How do I prove that a given set is an affine space?

Question

Let $A$ be an affine space over a vector space $V$. Let $B$ be a nonempty subset of $A$ such that $W:=\{a-b\in V:a,b\in B\}$ is a subspace of $V$. In this case, how do I prove that for each $b\in B$ and $y\in W$, $b+y\in B$?

Thank you in advance.

Answer 1

This is wrong, hence you can't prove it :-)

As an example choose $A=V=\mathbb{R}^2$ and $B:=\{(x,y) \ | \ x=0 \lor y=0\}$ as the union of the two axes. You can easily see, that $W=\mathbb{R}^2$ holds (for $v=(x,y)\in V$ take $a=(x,0)$ and $b=(0,-y)$). But obviously $B$ is not an affine space. E.g. $(0,0)+(1,1) =(1,1)\notin B$ but $(0,0) \in B$ and $(1,1) \in W$.

Answer 2

If $B$ is itself an affine space of $V$ and a subset of $A$, then we get the desired conclusion.

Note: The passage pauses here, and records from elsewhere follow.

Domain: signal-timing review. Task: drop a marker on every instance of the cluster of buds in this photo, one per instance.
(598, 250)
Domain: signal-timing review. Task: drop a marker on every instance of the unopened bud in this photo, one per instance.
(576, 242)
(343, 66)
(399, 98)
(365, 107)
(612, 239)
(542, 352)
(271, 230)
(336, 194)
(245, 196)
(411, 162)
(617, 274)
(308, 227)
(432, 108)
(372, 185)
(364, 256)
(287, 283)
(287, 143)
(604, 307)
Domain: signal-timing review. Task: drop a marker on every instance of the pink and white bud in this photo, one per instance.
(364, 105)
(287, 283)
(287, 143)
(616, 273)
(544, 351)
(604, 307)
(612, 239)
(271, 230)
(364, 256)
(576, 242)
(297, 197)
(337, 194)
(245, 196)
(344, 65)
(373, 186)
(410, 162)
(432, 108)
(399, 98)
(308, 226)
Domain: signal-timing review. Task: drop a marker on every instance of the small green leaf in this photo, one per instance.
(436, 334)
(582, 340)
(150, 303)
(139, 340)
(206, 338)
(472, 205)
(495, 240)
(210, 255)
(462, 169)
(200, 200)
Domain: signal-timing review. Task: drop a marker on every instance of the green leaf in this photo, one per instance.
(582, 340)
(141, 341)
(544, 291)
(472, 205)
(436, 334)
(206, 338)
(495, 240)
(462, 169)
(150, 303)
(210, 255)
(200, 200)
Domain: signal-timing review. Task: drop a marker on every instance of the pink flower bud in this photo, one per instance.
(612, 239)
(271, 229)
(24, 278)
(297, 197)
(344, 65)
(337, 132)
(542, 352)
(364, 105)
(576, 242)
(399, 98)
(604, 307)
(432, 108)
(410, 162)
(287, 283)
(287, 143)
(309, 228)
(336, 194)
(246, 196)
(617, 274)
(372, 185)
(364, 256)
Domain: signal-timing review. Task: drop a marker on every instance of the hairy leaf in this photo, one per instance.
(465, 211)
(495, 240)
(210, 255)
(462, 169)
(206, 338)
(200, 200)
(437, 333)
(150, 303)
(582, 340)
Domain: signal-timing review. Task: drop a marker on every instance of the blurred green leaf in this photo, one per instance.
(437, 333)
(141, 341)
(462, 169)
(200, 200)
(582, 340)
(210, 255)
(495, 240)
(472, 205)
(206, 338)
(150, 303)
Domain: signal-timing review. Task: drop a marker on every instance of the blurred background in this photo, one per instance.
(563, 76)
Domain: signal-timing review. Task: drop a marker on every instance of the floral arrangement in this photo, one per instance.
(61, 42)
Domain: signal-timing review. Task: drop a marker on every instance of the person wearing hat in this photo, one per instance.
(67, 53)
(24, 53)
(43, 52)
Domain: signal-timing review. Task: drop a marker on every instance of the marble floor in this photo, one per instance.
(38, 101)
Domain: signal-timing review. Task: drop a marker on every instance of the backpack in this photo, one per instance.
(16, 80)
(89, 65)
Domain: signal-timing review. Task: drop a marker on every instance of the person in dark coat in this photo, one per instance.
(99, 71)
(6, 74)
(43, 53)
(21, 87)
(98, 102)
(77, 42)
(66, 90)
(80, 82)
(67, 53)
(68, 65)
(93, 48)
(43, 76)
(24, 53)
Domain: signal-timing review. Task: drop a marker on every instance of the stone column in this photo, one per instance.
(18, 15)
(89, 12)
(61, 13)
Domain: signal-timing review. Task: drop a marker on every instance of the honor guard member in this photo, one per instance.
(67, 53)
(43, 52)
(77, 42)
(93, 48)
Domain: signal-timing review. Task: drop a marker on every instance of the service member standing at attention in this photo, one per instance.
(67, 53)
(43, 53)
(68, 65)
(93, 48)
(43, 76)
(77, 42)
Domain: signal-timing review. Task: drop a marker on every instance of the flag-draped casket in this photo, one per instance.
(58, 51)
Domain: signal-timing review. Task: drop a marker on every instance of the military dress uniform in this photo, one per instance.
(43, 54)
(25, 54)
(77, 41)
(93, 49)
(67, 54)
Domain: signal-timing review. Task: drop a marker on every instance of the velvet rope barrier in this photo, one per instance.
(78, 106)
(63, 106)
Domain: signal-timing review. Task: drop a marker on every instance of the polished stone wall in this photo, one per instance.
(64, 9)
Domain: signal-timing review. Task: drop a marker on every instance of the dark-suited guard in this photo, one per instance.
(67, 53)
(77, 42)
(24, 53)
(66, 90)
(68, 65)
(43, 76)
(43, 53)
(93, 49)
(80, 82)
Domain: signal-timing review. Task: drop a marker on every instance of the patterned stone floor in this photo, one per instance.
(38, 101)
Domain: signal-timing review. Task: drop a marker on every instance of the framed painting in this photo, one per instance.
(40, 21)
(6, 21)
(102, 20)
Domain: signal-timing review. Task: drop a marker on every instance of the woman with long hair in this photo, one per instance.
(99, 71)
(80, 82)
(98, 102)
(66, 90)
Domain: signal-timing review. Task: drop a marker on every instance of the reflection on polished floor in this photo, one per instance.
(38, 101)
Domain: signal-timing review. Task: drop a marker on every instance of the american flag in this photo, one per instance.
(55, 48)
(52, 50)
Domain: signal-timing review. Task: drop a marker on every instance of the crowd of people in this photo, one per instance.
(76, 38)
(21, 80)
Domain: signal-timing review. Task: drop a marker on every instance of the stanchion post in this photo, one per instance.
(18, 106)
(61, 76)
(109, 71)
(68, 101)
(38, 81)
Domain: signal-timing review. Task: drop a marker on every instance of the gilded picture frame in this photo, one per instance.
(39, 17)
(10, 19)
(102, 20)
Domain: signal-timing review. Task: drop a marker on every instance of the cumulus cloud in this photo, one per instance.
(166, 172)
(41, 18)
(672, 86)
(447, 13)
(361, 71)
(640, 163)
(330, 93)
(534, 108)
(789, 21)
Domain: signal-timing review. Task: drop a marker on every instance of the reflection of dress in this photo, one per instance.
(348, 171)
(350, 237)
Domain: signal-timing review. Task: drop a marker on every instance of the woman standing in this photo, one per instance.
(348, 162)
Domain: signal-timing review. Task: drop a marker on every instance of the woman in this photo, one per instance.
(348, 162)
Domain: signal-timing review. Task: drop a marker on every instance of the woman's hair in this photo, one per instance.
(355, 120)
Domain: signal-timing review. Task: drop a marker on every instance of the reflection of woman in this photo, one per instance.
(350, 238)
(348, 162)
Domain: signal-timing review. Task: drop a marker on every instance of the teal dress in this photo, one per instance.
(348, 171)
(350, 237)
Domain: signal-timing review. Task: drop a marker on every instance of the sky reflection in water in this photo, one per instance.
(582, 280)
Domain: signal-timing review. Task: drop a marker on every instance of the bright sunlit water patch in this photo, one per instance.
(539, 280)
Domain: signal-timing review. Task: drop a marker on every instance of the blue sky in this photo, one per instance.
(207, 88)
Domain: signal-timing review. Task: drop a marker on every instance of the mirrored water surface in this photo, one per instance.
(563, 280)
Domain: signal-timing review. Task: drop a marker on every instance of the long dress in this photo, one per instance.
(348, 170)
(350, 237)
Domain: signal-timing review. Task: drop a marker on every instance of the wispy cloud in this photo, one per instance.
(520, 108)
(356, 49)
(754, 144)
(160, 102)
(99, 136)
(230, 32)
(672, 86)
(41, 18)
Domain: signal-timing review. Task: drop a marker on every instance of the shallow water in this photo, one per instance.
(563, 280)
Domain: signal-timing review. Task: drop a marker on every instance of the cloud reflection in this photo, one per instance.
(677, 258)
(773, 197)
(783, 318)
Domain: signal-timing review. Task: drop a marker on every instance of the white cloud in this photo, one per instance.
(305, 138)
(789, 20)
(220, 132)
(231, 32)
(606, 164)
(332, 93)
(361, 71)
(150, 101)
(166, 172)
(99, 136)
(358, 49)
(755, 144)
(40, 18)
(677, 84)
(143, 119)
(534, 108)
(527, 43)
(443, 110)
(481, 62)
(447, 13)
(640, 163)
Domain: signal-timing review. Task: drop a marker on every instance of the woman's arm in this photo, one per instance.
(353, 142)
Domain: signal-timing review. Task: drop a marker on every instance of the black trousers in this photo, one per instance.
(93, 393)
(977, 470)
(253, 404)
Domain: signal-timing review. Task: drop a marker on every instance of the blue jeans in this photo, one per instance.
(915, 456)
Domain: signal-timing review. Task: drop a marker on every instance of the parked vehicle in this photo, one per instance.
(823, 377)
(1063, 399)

Since $A$ is an affine space of $V$, there exists a subspace $U$ of $V$ and a vector $v$ in $V$ such that $A = v + U = \{v + u:u \in U\}.$ Since $B$ is also affine and a subset of $A$, there exists a subspace $U'$ of $U$ such that $B = v + U' = \{v + u':u \in U'\}$. Let $a, b \in B$. Then, there exist $x_a,x_b \in U'$ such that $$ a = v + x_a \\ b = v + x_b. $$ If $y \in W$, there exist $a,b \in B$ such that $y = a - b = (v + x_a) - (v + x_b) = x_a - x_b \in U'$. Let $b = v + x_b' \in B$. Then, $$ b + y = v + x_b' + (x_a - x_b) = v + (x_b' + x_a - x_b). $$ $U'$ is a subspace of $V$, so $U'$ is closed under addition and scalar multiplication. Furthermore, $x_b',x_a,x_b\in U'$. Hence, $(x_b'+x_a-x_b) \in U'$, so $v + (x_b' + x_a - x_b)\in B$.